The Bank May Not Be Your Best Bet For Investing

The big Canadian banks have come under fire recently for their aggressive tactics and, in some cases, claims of unlawful behaviour by stressed employees chasing sales targets. Most of the media attention has focused on customers being pushed to increase credit limits and overdraft protection, or apply for a more expensive credit card. But there is another product that banks have been aggressively selling for years while only attracting a bit of attention: High-fee mutual funds.

‘Suitable’ investments

Walking into a bank branch and asking to speak with a financial advisor about investments will likely result in a recommendation to purchase the bank’s high-fee actively managed mutual funds. Asking for low-cost passive index funds might be answered by a slick rebuttal focused on how well the bank’s fund managers have done in the past.

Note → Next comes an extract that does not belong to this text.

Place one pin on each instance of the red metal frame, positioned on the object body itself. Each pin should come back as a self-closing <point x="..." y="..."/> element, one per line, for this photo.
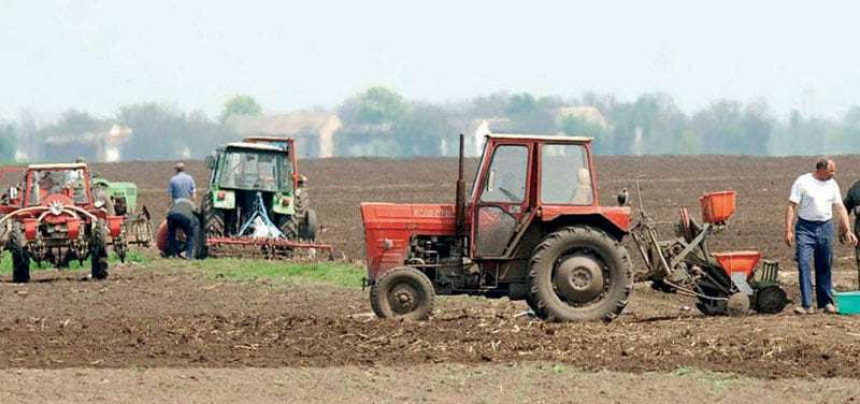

The advisor will generally be licensed to sell mutual funds – a registration that requires them to make suitable recommendations to their clients. A suitable recommendation is permitted to be a better deal for the bank, as long as it matches your risk profile and circumstances. This is true despite the evidence that higher cost actively managed funds, while more profitable for the bank, are likely to underperform lower cost passive index funds over the long-term. You do not want suitable advice.

The friendly financial advisor at your bank is probably not malicious. They’ve been taught that the bank’s funds are excellent. It’s also unlikely that they’re familiar with the large body of academic research discrediting the claim that active fund management adds value over time.

There are other options

Canadians seem to be happy to take suitable investment advice for now – they added $10.9 billion to passive funds and $10 billion to active funds in 2016.  In contrast, Americans added $490 billion to passive funds and removed $326 billion from active funds over the same year. This may be driven by the growth of registered investment advisors in the U.S., who are legally required to act in the best interest of their clients.

There are financial advisors in Canada who are held to this higher standard. A Portfolio Manager is a regulated title in Canada with a legal duty to put the interest of their clients ahead of their own. Similarly, CFA charterholders are held to a code of ethics and standards of professional conduct which require clients’ interests to come first.

Of course, if you want to cut advice out of the equation entirely you can also try your hand at managing your own couch potato portfolio.

Investing in the banks’ mutual funds is more likely to help them post record profits than help you meet your long-term goals, but you will get a much rosier story from their financial advisors. Buyer beware.